Véritables souvenirs du Docteur Mystère
Dès la couverture, le ton est donné : nous rendons ici hommage aux romans d'aventure et d'anticipation de la fin 19e - début 20e siècle. Par bien des aspects, cette série rappellera d'ailleurs La Ligue des Gentlemen Extraordinaires. Mais nous ne sommes pas en présence d'un récit qui se prend au sérieux : tout est affaire de clins d'oeil et de beaucoup d'humour. C'est un humour parfois direct et parfois agréablement pince-sans-rire. Le dessin est fin et détaillé. Il donne un aspect très classique et sérieux aux planches qui amène le juste contraste avec le côté loufoque que prend parfois le récit. Le premier tome m'a davantage plu que le second. L'ambiance y est résolument rétro, avec de nombreux clins d'oeil à des oeuvres de l'époque, et le récit est construit de telle manière qu'on croirait lire l'une d'entre elles.

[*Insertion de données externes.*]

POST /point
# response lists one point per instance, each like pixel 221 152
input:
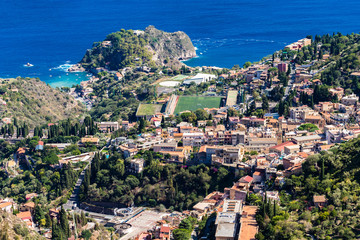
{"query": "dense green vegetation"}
pixel 177 187
pixel 51 183
pixel 126 50
pixel 33 102
pixel 334 174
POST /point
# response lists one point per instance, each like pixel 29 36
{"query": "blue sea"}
pixel 52 34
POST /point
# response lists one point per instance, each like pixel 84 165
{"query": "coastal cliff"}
pixel 174 46
pixel 128 48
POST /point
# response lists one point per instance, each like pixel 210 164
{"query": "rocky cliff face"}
pixel 128 48
pixel 166 46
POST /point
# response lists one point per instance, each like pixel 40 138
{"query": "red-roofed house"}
pixel 279 149
pixel 257 177
pixel 163 232
pixel 40 146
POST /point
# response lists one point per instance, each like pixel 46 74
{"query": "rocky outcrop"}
pixel 128 48
pixel 166 46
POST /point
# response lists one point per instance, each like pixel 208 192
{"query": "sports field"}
pixel 192 103
pixel 231 98
pixel 148 109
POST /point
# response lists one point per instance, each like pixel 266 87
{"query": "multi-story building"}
pixel 260 144
pixel 228 221
pixel 193 139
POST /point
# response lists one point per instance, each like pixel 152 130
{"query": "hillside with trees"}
pixel 174 186
pixel 128 48
pixel 34 102
pixel 12 227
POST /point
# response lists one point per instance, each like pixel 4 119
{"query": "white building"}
pixel 200 78
pixel 350 100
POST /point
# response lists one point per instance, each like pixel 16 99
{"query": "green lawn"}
pixel 231 98
pixel 148 109
pixel 179 77
pixel 193 103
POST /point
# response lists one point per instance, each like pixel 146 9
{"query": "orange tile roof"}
pixel 23 215
pixel 249 225
pixel 6 204
pixel 30 204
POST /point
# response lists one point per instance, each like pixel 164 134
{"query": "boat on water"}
pixel 28 65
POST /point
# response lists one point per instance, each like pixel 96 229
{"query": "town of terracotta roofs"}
pixel 264 151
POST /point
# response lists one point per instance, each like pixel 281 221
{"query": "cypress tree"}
pixel 64 224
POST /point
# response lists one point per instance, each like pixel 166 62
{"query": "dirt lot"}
pixel 142 222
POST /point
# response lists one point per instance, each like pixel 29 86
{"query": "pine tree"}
pixel 322 169
pixel 275 213
pixel 64 224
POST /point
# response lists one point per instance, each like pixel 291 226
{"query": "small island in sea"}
pixel 150 148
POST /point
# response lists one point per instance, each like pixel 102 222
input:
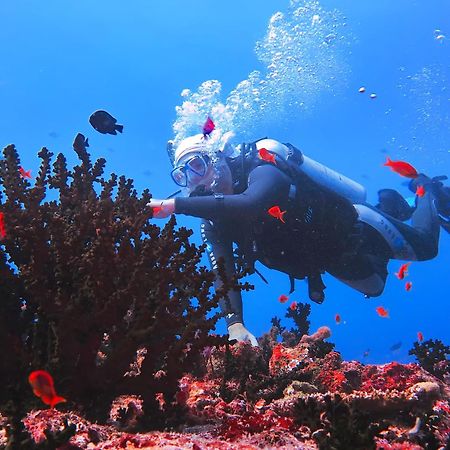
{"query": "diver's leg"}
pixel 415 242
pixel 217 246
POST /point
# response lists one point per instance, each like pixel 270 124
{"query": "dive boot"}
pixel 440 192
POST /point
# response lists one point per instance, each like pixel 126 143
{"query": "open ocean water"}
pixel 290 70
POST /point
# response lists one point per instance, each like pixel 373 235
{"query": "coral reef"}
pixel 92 290
pixel 362 408
pixel 119 311
pixel 432 356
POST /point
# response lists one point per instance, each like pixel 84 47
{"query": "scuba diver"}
pixel 324 222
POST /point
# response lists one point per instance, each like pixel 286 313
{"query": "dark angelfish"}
pixel 104 123
pixel 80 142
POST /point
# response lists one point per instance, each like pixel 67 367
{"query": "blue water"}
pixel 63 60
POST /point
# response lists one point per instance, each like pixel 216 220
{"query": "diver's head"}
pixel 193 164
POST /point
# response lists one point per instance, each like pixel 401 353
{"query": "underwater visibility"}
pixel 225 226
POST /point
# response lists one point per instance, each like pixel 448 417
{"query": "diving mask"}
pixel 197 165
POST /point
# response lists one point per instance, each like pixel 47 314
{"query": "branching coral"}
pixel 432 356
pixel 88 281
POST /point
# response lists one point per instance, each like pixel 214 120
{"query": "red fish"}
pixel 276 212
pixel 24 174
pixel 43 387
pixel 208 127
pixel 402 168
pixel 382 312
pixel 2 226
pixel 420 191
pixel 267 156
pixel 403 271
pixel 157 209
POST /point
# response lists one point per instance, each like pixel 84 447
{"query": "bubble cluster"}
pixel 303 57
pixel 428 113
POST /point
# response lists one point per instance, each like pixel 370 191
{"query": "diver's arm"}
pixel 267 187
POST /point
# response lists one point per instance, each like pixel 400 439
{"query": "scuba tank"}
pixel 322 175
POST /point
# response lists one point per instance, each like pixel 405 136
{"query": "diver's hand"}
pixel 238 332
pixel 162 208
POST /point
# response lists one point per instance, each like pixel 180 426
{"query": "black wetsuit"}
pixel 323 232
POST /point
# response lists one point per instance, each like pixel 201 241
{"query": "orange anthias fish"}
pixel 2 226
pixel 24 174
pixel 157 209
pixel 420 191
pixel 43 387
pixel 267 156
pixel 382 312
pixel 276 212
pixel 403 271
pixel 208 127
pixel 402 168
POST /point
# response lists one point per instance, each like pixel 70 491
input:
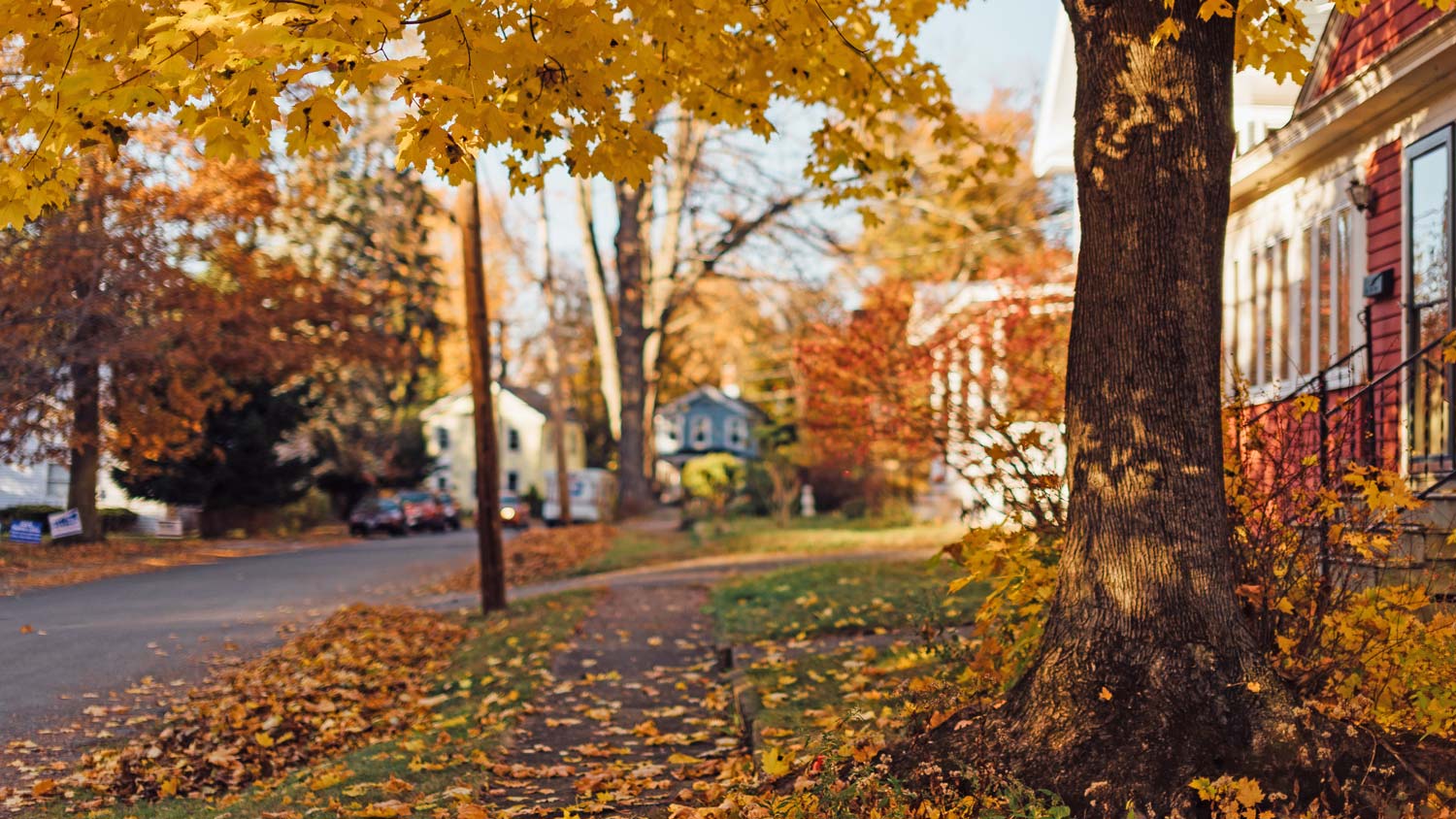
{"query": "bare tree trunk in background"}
pixel 486 463
pixel 84 376
pixel 631 252
pixel 602 323
pixel 555 367
pixel 84 463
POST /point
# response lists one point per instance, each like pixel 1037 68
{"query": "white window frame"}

A quelques exceptions près, l'humour y est fin et bienvenu. J'ai vraiment eu le sourire à toutes les pages et quelques bouffées de rire. Drôle et prenant à la fois, avec en outre l'esthétique et le sens de l'aventure imaginaire des récits de l'époque, ce qui ne gâche rien. Le second tome m'a moins séduit car il est moins fin à mon sens. Dès le départ, nos héros sont propulsés vers la Lune à la façon d'un Jules Verne ou d'un Méliés. Mais par la suite, le ton n'est plus aussi rétro, avec des clins d'oeil non plus uniquement vers des récits anciens mais également vers des oeuvres comme Star Wars et Star Trek. Cela gâche un peu l'ambiance et la finesse du tout à mes yeux. La lecture reste plaisante mais j'ai moins ri que pour le premier épisode. Une BD originale, belle et rendant un joli hommage, parodique mais distingué, aux récits d'aventure et d'anticipation à l'ancienne. A lire si vous aimez le genre !
Maurice et Patapon
Terrible, Maucice et Pataton sont trop forts, à déguster sans modération. L'humour est caustique à souhait, souvent de très mauvais goût mais excellent. Pour tous les amateurs de Vuillemin, n'hésitez pas !
Les cercles d'Akamoth
Alors là chapeau j'ai rarement lu un polar aussi captivant! Le tome 1 fait plus penser à une intrigue policière que fantastique. Les plans sont jolis, et le scénario est bien ficellé. Par contre le tome 2 est beaucoup plus prenant. On suit durant tout l'album la descente en enfer d'Edgar. Les couleurs s'intègrent bien à l'album et tout colle parfaitement. Le tome 3 suit tout a fait la continuité et l'avis positif que j'ai donné jusque là. Le tome 4 où tout s'explique. C'est vraiment du cinéma américain jusqu'au bout. Un polar captivant qui va à 200 à l'heure de la première page du tome 1 à la dernière page du tome 4.